En lo personal, no quiero entrar en argumentos de que una tijera sea absolutamente mejor que otra.

Yo en lo personal tomo mas en consideración los comentarios de gente comun y corriente que han usado un producto a que gente profesional que usan un producto por 2 dias y después otro.

Lo que se me hace chistoso es lo que cada quien le pone enfasis a un mismo componente. Mi idea es que la Minute es medio flexible, pero creo que la última (creo que es la que le vas a poner) ya tiene los stantchions de 32 mm y eje de 20mm, quizas funcione bien.

Yo ahora tengo una marzocchi AM SL 1 2007 con el eje de 20 mm y es una maravilla... En cuanto a diales, la Fox es la mejor, pero la Zocchi es muy buena y siento que es muy suave y no he tenido problemas con ella.


----------



## tacubaya (Jan 27, 2006)

SPV es lo mas bajo en los dampers de Manitou. TPC/ TPC+ es mucho mucho mejor. Lo mejor que le podrias hacer a esa suspensoion es "devolvearla (devolve)" para quitarle la plataforma en caso de que no la necesites ya que ña mejoraría demasiado.

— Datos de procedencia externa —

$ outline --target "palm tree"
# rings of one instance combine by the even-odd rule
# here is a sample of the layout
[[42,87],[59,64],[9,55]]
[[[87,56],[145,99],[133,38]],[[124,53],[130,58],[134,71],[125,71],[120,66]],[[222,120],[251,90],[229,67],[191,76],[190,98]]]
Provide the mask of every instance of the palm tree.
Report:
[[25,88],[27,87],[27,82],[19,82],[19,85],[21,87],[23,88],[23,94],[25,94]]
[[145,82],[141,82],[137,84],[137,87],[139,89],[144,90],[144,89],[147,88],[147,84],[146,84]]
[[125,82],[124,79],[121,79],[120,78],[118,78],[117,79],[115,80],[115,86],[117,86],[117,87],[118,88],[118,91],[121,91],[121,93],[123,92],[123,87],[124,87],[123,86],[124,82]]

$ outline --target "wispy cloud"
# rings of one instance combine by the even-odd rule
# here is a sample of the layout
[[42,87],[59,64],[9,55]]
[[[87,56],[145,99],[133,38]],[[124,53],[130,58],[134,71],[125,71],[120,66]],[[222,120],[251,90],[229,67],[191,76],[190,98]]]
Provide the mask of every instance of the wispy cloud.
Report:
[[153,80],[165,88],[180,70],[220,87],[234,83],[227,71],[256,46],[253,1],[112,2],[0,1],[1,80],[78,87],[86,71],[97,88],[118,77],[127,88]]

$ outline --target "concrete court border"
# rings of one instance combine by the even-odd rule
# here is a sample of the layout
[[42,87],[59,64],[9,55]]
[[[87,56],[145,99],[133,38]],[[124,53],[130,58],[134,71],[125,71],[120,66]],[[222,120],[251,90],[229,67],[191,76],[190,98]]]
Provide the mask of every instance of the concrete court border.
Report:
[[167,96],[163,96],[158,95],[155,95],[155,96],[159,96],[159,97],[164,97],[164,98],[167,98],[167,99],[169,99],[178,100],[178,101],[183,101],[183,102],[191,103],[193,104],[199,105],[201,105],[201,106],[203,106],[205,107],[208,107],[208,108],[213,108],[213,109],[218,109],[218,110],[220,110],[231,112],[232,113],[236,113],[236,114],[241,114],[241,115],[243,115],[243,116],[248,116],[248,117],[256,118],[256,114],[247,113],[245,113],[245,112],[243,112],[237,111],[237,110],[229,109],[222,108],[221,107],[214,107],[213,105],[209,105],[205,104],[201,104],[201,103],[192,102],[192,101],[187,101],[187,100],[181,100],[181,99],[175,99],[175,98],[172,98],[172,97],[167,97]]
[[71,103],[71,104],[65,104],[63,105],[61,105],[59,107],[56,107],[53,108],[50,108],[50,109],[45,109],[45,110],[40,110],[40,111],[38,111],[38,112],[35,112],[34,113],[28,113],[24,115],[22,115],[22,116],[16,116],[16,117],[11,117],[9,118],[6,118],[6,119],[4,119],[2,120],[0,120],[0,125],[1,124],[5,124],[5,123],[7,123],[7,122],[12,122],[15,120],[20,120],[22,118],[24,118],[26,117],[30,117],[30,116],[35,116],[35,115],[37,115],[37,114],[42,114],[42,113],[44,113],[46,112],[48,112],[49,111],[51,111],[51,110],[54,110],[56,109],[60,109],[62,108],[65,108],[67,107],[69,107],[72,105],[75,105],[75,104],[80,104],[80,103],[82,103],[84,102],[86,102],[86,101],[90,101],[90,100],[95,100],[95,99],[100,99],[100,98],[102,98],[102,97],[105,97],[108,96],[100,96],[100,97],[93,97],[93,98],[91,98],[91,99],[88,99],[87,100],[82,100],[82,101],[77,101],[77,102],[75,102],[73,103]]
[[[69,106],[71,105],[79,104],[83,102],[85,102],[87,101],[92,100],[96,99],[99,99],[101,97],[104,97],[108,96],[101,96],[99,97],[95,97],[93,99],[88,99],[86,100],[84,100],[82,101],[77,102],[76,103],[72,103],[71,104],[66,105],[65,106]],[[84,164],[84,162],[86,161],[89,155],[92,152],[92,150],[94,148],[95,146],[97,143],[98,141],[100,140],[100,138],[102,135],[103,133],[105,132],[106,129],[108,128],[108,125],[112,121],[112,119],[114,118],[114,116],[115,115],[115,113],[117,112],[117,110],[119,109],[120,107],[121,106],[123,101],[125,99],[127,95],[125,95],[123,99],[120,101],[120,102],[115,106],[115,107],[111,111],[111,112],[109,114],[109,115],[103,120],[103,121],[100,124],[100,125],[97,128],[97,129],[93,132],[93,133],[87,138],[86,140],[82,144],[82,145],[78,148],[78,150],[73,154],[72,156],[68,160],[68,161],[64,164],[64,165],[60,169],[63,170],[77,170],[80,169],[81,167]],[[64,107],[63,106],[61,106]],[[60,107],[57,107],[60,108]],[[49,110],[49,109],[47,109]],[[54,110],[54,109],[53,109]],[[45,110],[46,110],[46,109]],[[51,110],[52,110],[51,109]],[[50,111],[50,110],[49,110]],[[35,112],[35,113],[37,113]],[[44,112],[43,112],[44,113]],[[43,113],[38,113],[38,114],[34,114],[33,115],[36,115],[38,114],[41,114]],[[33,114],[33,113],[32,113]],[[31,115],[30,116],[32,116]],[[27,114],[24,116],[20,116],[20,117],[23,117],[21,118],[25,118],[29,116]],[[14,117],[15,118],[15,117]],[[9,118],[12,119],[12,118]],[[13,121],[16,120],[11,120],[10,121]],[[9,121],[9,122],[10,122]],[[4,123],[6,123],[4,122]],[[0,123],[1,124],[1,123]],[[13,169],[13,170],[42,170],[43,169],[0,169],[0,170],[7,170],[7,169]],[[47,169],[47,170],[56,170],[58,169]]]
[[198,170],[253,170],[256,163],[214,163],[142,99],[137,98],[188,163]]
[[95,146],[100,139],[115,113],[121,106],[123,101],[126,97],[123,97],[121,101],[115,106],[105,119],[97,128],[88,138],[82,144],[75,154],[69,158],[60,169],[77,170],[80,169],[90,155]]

Sobre Cornutt no tengo opinion, varios miembros de MTBR alegan que los shocks Cornutt son lo menos confiables que hay y que su damping es regular .He visto que pocos opinan positivamente, diciendo que por el dineral que estan pagando no reciben la calidad que esperaban.

Una suspe TPC de Manitou sera muy superior en cuanto a damping que una SPV. Por eso fracaso el Sherman SPV y el Dorado.


----------



## Warp (May 24, 2004)

Yo creo que depende de los gustos de cada quien.

Si te gusta una suspension firme para pedalear... el SPV va muy bien.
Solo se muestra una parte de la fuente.